A rotor type open-end spinning unit in which in order to prevent blowing of air to the rear of an outlet of a fiber transporting channel formed in a spinning body and impingement of an air stream from the fiber transporting channel against the back face of a separator, the rear end of the outlet of the fiber transporting channel on the central side of a rotor is expanded forward of an imaginary line, connected between the rear end of the channel outlet furthest from the center of the rotor and the center of the rotor, and the angle α between the face of the fiber transporting channel confronting the combing roller and the plane intersecting the axis of the rotor at a right angle is made substantially equal to the taper angle θ of the back face of the separator.

Patent
   4471608
Priority
Jul 28 1981
Filed
Jul 22 1982
Issued
Sep 18 1984
Expiry
Jul 22 2002
Assg.orig
Entity
Large
7
7
EXPIRED
1. An open-end spinning unit comprising a spinning body provided therein with a means for feeding a sliver and a combing roller, a rotor comprising a circular side wall, a bottom wall, and an open space defined by both of said walls, a boss formed as a part of said spinning body covers said open space to define a spinning chamber within said rotor, and a fiber transporting channel having walls, one of said walls confronting said combing roller and an outlet opened to said spinning chamber through the top surface of said boss opposite the bottom wall of said rotor and positioned between the center of the rotor and the sidewall thereof, said outlet having a substantially quadrangular shape and having a rear edge, with respect to the direction from which the fiber leaves the channel outlet, which extends from a position toward the center of the rotor to a position away from the center of the rotor wherein the portion of the rear edge of the fiber transporting channel outlet nearest to the center of said rotor is positioned in a forward area in front of an imaginary straight line between said center and the portion of the rear edge furthest from said center with respect to the rotational direction of said rotor and an edge nearer the center of the rotor and an edge nearer the sidewall of the rotor wherein the length of the edge of the outlet nearer the center of the rotor is shorter than the length of the edge of the outlet nearer to the sidewall of the rotor.
2. An open-end spinning unit according to claim 1 which further comprises, in said spinning chamber, a separator secured to said boss, said separator being provided with an extended portion having a surface which confronts said outlet, said surface being substantially parallel to the wall confronting said combing roller.
3. An open-end spinning unit according to claim 2 wherein a side edge of the opening of said outlet furthest from the center of the rotor extends along a side wall of said fiber transporting channel.
4. An open-end spinning unit according to claim 3, wherein said extending portion of said separator is confined in a space corresponding to the opening of said outlet.
5. An open-end spinning unit according to claim 3, wherein said extended portion of said separator is not confined in a space corresponding to the opening of said outlet.
6. An open-end spinning unit according to claim 2 wherein said surface of said separator makes an angle of about 18 degrees relative to a plane perpendicular to the axis of said rotor.
7. An open-end spinning unit according to claim 1, wherein the shape of said outlet is a quadrangle defined by a first pair of sides, one being disposed upstream of the other relative to the rotational direction of said rotor, each of which extends from a position toward the center of said rotor to a position away from the center of said rotor, and a second pair of sides each having different length, a shorter one being disposed nearer to the center of said rotor than a longer one, each of which extends substantially in the circumferential direction of said rotor, the mean length of said first pair being shorter than that of said second pair.

1. Field of the Invention

The present invention relates to an open-end spinning unit and particularly to a rotor-type open-end spinning unit in which a sliver is separated and opened by a combing roller mounted in a spinning body, opened fibers are fed into a rotor rotated at a high speed through a fiber transporting channel, and a spun yarn is taken out in succession from the rotor. More particularly, the present invention relates to a structure of a fiber transporting channel formed in a spinning body of an open-end spinning unit of the above-mentioned type.

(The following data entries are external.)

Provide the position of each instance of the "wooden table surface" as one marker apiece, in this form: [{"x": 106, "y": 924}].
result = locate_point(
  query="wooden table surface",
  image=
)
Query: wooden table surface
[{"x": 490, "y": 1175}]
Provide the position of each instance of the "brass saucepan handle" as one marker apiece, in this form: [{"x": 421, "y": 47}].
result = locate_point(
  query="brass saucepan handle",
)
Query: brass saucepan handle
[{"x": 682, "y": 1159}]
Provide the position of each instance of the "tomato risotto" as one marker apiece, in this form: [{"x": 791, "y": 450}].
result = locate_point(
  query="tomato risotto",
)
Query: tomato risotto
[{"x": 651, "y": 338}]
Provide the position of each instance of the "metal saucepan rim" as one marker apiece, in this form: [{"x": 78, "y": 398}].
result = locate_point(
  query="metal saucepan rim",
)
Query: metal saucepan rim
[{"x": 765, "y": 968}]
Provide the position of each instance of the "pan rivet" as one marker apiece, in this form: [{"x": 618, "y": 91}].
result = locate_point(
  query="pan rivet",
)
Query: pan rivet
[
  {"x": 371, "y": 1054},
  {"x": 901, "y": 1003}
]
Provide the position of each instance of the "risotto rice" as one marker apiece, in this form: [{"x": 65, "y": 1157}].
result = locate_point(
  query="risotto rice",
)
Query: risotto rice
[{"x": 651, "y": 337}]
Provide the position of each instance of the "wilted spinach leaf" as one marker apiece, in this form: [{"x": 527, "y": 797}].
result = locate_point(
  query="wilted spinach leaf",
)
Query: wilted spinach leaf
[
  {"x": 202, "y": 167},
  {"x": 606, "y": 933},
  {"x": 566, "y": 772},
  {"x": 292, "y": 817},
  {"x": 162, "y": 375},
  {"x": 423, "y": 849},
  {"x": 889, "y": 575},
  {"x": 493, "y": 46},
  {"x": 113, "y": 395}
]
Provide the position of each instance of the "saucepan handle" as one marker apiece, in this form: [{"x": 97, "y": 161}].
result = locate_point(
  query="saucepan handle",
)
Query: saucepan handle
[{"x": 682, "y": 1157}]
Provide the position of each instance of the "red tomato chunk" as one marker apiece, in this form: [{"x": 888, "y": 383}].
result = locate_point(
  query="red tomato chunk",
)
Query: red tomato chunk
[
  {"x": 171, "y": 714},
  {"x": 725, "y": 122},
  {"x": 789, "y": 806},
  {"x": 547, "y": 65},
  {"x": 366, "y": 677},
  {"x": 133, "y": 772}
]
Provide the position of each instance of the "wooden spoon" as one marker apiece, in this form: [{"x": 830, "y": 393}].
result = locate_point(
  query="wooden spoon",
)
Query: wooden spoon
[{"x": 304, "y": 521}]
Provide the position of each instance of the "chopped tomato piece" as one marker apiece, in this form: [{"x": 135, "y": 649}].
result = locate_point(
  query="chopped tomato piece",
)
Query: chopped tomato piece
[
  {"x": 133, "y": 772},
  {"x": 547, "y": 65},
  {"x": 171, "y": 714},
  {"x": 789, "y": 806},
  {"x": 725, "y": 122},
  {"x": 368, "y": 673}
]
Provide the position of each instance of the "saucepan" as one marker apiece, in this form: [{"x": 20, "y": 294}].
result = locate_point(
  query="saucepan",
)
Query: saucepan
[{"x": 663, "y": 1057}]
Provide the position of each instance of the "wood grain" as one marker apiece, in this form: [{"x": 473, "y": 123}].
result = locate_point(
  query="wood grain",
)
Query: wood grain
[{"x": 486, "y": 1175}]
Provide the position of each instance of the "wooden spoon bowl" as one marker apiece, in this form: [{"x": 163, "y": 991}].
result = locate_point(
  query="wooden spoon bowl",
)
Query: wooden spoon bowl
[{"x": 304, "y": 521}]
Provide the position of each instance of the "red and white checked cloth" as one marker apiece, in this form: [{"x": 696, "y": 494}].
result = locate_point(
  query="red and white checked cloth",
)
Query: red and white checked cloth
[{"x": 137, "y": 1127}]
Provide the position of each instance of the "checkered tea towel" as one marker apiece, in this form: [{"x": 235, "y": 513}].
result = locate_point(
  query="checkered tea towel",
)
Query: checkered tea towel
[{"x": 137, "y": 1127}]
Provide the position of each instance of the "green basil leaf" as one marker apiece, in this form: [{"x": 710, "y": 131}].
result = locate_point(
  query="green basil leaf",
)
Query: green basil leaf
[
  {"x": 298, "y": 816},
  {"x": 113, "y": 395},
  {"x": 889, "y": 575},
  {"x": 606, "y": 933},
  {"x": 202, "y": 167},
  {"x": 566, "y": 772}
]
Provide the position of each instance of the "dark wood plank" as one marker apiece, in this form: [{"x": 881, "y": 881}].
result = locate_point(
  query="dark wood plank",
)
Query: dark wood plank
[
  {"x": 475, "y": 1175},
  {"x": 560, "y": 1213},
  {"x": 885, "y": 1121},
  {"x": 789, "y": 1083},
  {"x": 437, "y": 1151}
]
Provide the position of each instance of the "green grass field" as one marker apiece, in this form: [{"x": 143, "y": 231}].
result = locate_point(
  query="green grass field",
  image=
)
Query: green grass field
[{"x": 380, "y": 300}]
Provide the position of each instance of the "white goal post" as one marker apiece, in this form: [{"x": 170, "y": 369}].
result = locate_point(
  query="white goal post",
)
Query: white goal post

2. Description of the Prior Art

In a conventional open-end spinning unit of the above-mentioned type, a separator is arranged so that opened fibers flowing into the rotor are not directly included in the yarn being twisted and the yarn is taken out from a guide hole formed at the center of the separator. In the conventional open-end spinning unit, the fibers are often wound on the separator, resulting in yarn breakage of formation of slubs in the yarn. The cause of this undesirable phenomenon has not been determined. Although various efforts have been made, it has hither to been impossible to eliminate this disadvantage.

The present invention conducted research to clarify the cause of the above-mentioned undesirable phenomenon. They found that it is caused by an abnormal air stream, described hereinafter, produced in the rotor. The present inventors thereupon conducted research to develope a measure for preventing this abnormal air stream, resulting in the present invention.

The present invention eliminates the above-mentioned defect involved in the conventional technique. It is a primary object of the present invention to provide a novel structure of a fiber transporting channel in an open-end spinning unit in which blowing of air to the rear of an outlet portion of the fiber transporting channel and impingement of an air stream against the back surface of a separator are eliminated, whereby winding of fibers on the separator and formation of slubs can be prevented.

The present invention will now be described in detail with reference to the accompanying drawings.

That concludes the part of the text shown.